Using household data of the National Sample Survey Organisation in 1993-94, the authors found that if the Task Force's methodology were strictly applied, the average calorific norms turned out to be lower at 2377 Kcal and 2079 Kcal in the rural and urban areas respectively. Thus when compared to the late 1970s, the calorific norm has somewhat declined in the 1990s rather than remain invariant.
The authors slightly modify the Task Force methodology and arrive at their own estimate of the average calorific norm in 1993-94. The changes largely pertain to recalculating the calorific requirement for the population above 40 years to get an overall estimate of 2316 Kcal and 2018 Kcal in the rural and urban areas respectively - which clearly imply that calorie requirements have declined from the Task Force's estimates.
The fact that average calorific requirements have been found to be lower in the 1990s - which holds even up to 2002 according to rough calculations by the authors of 2262 Kcal and 1983 Kcal in rural and urban areas respectively - clearly suggests that the average calorific norms in studies of poverty are being overestimated. By sticking to a invariant norm, academic research therefore is overestimating poverty ratios as well.
The big question is why the average calorific norms are declining? Are they a feature of development? The authors seem to think so. Life expectancy at birth and the dependency burden is rising. The male population in the 15-59 age group declined from 324 per 1,000 in 1970-75 to 215 during 1993-98. Sinc e this age group has the highest calorific requirement, their relative decline has perhaps contributed to the fall in the average calorific requirement.

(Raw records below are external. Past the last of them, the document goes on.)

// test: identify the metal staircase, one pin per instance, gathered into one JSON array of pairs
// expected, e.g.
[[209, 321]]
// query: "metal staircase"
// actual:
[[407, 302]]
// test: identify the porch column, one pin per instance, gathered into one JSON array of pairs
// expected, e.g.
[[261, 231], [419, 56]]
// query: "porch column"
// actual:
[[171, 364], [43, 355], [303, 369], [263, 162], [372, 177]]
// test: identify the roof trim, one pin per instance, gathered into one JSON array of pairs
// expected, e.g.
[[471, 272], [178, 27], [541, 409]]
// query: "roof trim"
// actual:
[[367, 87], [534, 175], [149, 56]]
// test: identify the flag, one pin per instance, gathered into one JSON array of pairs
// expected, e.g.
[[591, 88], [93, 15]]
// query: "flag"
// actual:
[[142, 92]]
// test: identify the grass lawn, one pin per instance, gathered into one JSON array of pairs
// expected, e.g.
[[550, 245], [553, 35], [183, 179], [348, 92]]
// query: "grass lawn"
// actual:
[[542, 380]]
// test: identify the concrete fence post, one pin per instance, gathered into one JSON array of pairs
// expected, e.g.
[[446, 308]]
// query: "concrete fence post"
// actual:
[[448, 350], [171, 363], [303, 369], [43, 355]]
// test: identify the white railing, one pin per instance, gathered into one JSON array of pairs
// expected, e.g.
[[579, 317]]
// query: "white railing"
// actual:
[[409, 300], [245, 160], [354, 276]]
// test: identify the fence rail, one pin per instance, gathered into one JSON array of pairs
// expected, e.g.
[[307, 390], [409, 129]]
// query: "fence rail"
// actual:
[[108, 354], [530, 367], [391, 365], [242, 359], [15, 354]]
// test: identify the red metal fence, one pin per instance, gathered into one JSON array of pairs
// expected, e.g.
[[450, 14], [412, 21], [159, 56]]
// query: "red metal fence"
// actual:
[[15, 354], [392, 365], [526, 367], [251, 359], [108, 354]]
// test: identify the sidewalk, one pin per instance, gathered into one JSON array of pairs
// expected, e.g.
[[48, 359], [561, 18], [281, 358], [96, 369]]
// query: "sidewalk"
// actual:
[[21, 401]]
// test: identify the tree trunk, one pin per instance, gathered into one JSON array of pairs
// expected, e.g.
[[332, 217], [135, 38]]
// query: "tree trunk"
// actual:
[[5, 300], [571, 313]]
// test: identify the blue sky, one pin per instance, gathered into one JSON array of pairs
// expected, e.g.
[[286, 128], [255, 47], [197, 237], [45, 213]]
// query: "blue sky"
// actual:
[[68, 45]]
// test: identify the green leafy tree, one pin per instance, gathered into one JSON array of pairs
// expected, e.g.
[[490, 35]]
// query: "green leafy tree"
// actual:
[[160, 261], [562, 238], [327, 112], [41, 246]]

Occupational shifts - in terms of the decline of physically demanding manual and growing number of sedentary jobs in services - are also possibly behind the reduced calorific requirements. Clearly, this matter calls for more research, but it does appear to make it easier for PM's to claim a faster drop in poverty in India.
*'Calorific deficiency, poverty and the public distribution system - a household level analysis for 1993-94', Rajiv Gandhi Institute for Contemporary Studies, working paper series No 24, 2001.